For project ideas, I turned to the Robot Builder’s Bonanza. I’d seen the Hexbot robot in there and thought it would be a cool, straightforward build. I’ve always wanted to make something that walked instead of rolled. The author Gordon McComb suggests working with expanded PVC, also known as Sintra. It has most of the advantages of wood while appearing in bright colors and very uniform, which makes it easy to machine. I had used this material as a base for FireCheetah and it had attracted favorable comments. I ordered a slab and started designing.
The software worked very well and it was good to finally have a program where I could type in exact dimensions (Inkscape, the recommended program for the laser cutter, sadly lacking there). The design phase went quickly. When I went to cut, however, I discovered a problem; PVC cannot be used in a laser cutter as it gives off chlorine gas. I already knew that the laser cutter could not handle metal, either, which was a great disappointment.
Fortunately, Nova Labs has a nice, large, CNC mill. CNC stands for “computer numberical control” and a CNC mill is one of the classic machine tools. To quote from the ShopBot site, a CNC mill:
is an amazing do-all tool for precisely cutting, carving, drilling or machining all kinds of things from all kinds of materials. You use the included software to design your parts on your personal computer, then, like a robot, the computer controls the cutter to precisely cut your parts.
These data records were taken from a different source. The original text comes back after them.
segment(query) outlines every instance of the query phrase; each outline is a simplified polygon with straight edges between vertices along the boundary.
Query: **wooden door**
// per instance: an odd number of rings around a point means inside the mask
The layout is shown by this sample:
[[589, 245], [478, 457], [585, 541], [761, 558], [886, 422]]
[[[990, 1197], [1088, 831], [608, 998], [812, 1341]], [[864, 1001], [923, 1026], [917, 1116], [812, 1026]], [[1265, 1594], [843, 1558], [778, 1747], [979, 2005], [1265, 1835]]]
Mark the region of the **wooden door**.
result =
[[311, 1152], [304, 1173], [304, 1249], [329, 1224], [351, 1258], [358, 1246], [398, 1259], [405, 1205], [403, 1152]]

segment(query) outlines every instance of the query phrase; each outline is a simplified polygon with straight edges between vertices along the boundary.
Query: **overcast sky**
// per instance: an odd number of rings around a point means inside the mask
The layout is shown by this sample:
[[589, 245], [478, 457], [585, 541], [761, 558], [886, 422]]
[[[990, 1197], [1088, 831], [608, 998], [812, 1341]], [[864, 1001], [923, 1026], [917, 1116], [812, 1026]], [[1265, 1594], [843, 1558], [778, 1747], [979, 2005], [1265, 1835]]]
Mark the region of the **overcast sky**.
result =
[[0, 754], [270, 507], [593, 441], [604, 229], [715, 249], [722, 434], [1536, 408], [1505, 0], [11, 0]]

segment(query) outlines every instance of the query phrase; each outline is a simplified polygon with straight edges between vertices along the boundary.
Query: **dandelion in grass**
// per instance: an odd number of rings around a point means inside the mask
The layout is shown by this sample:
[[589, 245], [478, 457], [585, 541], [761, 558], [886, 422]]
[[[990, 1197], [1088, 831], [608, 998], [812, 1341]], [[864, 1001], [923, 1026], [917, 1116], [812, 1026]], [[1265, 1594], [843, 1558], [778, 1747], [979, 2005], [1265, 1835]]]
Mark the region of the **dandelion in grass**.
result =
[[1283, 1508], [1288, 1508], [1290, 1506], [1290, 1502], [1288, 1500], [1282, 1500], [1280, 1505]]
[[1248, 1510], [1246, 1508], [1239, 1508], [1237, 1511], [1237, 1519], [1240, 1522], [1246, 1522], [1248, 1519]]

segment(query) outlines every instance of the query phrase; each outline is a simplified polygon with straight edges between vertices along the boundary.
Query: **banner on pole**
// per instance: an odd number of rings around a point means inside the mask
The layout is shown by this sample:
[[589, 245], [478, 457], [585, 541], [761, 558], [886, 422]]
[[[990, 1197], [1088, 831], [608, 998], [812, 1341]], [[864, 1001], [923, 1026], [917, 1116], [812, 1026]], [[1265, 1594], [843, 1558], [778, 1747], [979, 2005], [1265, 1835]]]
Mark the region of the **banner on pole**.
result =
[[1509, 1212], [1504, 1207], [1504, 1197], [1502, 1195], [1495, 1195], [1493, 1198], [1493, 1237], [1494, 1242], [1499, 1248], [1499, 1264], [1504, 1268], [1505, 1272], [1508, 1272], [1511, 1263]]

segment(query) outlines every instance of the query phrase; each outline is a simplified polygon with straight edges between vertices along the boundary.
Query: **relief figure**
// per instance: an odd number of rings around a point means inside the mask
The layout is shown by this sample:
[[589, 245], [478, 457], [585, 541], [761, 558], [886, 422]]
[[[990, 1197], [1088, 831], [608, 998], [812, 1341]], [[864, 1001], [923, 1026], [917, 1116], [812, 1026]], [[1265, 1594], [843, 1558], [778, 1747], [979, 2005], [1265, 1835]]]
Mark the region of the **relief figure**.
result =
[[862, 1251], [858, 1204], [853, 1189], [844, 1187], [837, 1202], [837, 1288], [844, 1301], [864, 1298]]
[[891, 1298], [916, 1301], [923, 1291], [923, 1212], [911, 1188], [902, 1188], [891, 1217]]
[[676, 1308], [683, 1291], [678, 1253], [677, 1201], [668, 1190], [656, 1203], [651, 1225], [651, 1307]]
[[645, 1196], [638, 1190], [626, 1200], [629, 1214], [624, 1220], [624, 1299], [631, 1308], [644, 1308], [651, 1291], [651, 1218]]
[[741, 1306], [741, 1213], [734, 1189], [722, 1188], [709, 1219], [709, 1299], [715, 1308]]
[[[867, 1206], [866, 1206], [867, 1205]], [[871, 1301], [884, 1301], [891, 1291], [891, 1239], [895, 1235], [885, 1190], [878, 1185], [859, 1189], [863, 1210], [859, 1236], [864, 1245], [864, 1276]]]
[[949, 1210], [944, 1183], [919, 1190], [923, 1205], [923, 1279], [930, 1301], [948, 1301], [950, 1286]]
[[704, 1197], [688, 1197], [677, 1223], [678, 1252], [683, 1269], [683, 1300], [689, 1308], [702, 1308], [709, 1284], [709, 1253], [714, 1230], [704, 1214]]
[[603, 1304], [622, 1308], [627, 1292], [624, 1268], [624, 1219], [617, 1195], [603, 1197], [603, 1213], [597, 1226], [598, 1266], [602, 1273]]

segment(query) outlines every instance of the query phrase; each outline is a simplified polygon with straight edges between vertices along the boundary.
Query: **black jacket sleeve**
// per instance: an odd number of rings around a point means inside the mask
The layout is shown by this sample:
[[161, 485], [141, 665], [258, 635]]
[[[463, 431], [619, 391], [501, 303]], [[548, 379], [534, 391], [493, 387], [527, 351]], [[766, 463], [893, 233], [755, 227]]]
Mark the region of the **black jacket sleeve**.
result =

A CNC mill is a perfect compliment to a 3D printer. The 3D printer is an additive machine, creating parts by laying down material; the CNC mill creates parts by taking away material. And unlike the laser cutter or 3D printer, the CNC mill can work with almost any material. Clearly, a valuable tool to learn about.
The downside is that the learning curve is steeper than a laser cutter; when drill bits are involved the danger level rises and there are more variables to tune. And unlike the laser cutter, there were no training classes set up for it. Fortunately a fellow maker, Neil Moloney, was kind enough to show me the basics.
These are the robot pieces I cut:
The CNC mill drilled the screw holes and cut the edges beautifully. Far better than I could ever have done by the manual methods suggested in the book.
Ironically, though, when I went to put the pieces together I discovered that the original plans were flawed; there is not enough clearance for some nuts. I designed perfectly to a poor schematic. No tool can fix that! So in the end I will have to pull out my scroll saw and do a minor amount of manual trimming. Nevertheless the CNC mill is a fantastic tool and I’m looking forward to using it again.